Nel canale di Sicilia esiste da tempo un problema di eccesso di pesca che sta facendo esaurire gli stock ittici. Secondo un rapporto Fao del 2018, più del 62 per cento delle specie ittiche nel mediterraneo sono “sovrapescate a un livello non sostenibile”, ovvero si pesca più velocemente di quanto i pesci riescano a riprodursi. Proprio per questo la CGPM ha proposto, tra le altre misure, le tre aree di interdizione. Una zona simile, quella del Jabuka nel mare Adriatico, starebbe riuscendo a ristabilire gli stock ittici, secondo un report presentato da ricercatori dell’università di Bologna. In più, come precisano fonti della Ong Oceana, l’Ue sulla pesca adotta una legislazione specifica per il mediterraneo, con misure minime per le catture, battelli utilizzati e altri parametri tarati sulla pesca tradizionale dell’area. Questo succede dal 2006, quando è stato approvato il “regolamento mediterrano” da parte del Consiglio europeo.

Nel frattempo si accende il caso di 56 proprietari di barche costiere che si sono visti chiedere dalla Regione la restituzione di somme ricevute per interventi sui propri battelli. La vicenda nasce nel 2017, quando vennero erogati dei fondi per aumentare l’efficienza energetica delle barche da pesca costiera. Le somme stanziate spaziavano tra 4 mila e 40 mila euro, per un totale di circa un milione di euro, di cui 700 mila messi dalla Regione e il resto con fondi comunitari. Dopo avere assegnato le somme, però, il ministero delle politiche Agricole ha chiesto alla stessa Regione di applicare un nuovo regolamento, sulla base del quale le soglie di finanziamento si sarebbero alzate.

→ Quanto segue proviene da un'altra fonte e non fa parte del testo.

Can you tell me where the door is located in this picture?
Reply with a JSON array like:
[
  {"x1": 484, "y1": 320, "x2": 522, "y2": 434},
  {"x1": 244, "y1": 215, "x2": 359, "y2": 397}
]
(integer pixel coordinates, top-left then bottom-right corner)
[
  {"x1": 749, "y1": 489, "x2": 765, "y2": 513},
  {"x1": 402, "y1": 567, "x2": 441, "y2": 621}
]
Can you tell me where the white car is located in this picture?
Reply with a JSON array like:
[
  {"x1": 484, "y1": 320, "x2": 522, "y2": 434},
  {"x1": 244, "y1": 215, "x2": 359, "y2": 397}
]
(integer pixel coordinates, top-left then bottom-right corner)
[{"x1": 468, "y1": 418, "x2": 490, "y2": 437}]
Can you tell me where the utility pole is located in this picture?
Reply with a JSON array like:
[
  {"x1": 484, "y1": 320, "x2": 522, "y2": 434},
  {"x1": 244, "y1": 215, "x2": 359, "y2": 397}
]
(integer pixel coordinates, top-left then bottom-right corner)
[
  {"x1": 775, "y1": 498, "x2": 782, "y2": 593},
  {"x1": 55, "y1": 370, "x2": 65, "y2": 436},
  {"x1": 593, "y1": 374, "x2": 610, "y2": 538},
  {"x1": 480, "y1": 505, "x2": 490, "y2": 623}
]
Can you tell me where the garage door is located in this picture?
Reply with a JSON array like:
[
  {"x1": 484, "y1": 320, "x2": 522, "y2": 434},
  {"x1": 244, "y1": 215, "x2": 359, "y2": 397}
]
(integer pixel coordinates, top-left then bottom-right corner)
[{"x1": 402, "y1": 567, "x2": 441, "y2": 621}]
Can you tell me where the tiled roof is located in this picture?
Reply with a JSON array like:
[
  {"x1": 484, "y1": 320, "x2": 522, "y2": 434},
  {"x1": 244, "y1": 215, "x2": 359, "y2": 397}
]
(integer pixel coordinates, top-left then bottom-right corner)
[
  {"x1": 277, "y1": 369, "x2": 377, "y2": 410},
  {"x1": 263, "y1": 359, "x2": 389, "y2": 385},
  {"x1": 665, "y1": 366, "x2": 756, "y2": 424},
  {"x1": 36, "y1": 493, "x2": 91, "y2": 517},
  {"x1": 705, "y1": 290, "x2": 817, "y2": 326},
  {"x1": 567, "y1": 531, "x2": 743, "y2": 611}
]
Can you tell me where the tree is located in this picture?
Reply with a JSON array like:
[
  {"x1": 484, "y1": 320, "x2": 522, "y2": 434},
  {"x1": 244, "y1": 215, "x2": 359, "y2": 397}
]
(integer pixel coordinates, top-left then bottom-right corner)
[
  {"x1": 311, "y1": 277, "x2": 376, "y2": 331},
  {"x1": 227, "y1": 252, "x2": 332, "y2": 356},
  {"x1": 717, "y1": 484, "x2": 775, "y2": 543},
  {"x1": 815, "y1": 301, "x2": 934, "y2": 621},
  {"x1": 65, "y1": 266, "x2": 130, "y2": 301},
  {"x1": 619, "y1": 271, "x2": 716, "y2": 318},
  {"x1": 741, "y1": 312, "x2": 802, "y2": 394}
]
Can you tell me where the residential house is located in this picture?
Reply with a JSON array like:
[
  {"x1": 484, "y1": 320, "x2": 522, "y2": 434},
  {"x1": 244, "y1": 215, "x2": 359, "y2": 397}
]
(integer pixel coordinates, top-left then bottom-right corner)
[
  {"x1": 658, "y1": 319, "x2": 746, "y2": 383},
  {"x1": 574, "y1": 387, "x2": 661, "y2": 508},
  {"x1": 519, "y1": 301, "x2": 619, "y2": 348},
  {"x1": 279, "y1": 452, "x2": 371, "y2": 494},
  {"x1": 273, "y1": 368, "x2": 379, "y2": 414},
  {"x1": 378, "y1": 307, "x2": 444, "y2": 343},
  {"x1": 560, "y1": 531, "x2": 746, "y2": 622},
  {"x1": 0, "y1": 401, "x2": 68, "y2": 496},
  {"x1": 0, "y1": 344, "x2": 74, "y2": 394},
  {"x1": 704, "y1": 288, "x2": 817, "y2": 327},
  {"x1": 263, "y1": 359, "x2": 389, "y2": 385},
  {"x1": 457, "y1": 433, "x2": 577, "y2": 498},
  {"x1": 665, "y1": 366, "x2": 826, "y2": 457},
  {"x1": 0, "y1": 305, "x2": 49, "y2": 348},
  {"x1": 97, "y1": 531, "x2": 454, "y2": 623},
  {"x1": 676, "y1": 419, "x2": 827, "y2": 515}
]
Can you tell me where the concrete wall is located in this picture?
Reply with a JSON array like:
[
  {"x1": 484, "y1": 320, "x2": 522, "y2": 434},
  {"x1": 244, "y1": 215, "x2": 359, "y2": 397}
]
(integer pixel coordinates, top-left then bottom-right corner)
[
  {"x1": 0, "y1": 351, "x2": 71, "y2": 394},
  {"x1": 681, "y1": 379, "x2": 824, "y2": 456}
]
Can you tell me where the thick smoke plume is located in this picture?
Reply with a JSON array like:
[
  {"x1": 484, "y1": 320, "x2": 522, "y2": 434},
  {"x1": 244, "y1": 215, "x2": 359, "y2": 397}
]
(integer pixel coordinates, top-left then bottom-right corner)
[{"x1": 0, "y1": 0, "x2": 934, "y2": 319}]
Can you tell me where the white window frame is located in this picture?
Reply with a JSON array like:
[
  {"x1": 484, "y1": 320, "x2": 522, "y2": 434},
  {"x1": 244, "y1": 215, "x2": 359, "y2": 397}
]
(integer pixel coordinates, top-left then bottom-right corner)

La Regione dunque ha chiesto indietro i soldi già stanziati, spingendo i 56 pescatori a fare ricorso al Tar. Il quale per il momento ha sospeso il decreto con cui la Regione ha chiesto di restituire i finanziamenti. Nell’attesa di una decisione nel merito della faccenda, che arriverà nel dicembre del 2020, i pescatori potranno quindi tenere le somme già ricevute.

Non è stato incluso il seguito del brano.